= Anne Kosgei =

Kenyan long-distance runner

Anne Jepkemboi Kosgei (born in 1980 in Uasin Gishu) is a Kenyan long-distance runner who specialises in road running, including the marathon. She has won her first marathon races in San Sebastián and Trieste, and went on to win both the Belgrade Marathon and Venice Marathon in 2009. She set her personal best of 2:27:46 at the latter competition.

==Career==
Kosgei began racing professionally around 2000 and won her first major race in Europe that year with a course record at the Giro dei tre Monti in Imola, Italy. Her first victory over the classic distance came at the 2001 San Sebastian Marathon, where her time of 2:31:19 was the third fastest ever at the competition. She improved upon this time at the 2002 Venice Marathon with a run of 2:30:09 to take second place behind Anastasia Ndereba. She also set a personal best over the half marathon that year when she again finished behind Ndereba at the Turin Half Marathon with a time of 1:13:00. The following year she took third at the Rome City Marathon, fifth at the Vienna City Marathon and ran her fastest of the year (2:33:43) to take second place at the Maratona d'Italia in Carpi behind Jennifer Chesinon.

She did not race over the marathon distance in 2004, but she took her first win over shorter distances at the Gavà-Castelldefels Half Marathon and the Granollers Half Marathon. After a year out of competition, she returned in 2006 with a win at the Route du Vin Half Marathon in September, followed by a third-place finish at the Milan Marathon. In April 2007 she improved her half marathon best to 1:10:17 with a win in Vigo, Spain. and she took her second major win of the season at the Trieste Marathon with a time of 2:33:14. Kosgei was runner-up for a second time at the 2007 Venice Marathon behind Lenah Cheruiyot, but she broke two and a half hours for the first time, completing the distance in a time of 2:28:27.

In 2008, she finished in three marathons: she was fourth at the Hong Kong Marathon, twelfth at the Hamburg Marathon and runner-up for a second year running at the Venice Marathon, where she ran her year's best time of 2:32:21. She also ran at the Rock 'n' Roll San Jose Half Marathon in October, taking third place on the podium behind Yuri Kano and Azalech Masresha.

Kosgei reached a career peak in 2009 by winning two prominent marathon races in the season. First came the Belgrade Marathon where she beat World Military champion Rasa Drazdauskaite to the finish to take victory in a time of 2:34:51. In October she returned to the Venice Marathon and topped the podium for the first time.
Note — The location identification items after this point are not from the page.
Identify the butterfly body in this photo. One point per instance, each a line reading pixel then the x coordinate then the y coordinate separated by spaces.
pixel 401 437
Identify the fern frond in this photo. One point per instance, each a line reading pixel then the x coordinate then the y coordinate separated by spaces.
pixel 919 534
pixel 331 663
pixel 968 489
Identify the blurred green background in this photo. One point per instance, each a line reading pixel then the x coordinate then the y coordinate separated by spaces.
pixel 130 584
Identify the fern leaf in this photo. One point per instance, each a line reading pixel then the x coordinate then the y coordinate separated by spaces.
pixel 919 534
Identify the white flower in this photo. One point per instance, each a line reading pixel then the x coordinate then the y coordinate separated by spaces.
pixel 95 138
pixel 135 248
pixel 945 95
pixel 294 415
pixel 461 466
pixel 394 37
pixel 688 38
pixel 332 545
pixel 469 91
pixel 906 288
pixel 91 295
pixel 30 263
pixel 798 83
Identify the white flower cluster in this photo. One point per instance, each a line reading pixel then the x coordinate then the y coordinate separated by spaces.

Seeing off a challenge from Jelena Yal Koren, Kosgei set a strong pace to lead the competition and went on win in a career best time of 2:27:46 for the marathon.

She entered the 2010 San Diego Marathon and finished in seventh place with a time of 2:33:36. Her next outing over the distance came at the Eindhoven Marathon and although Atsede Habtamu won the race five minutes ahead of her, Kosgei's time of 2:31:05 gained her third place some two minutes clear of the rest of the field.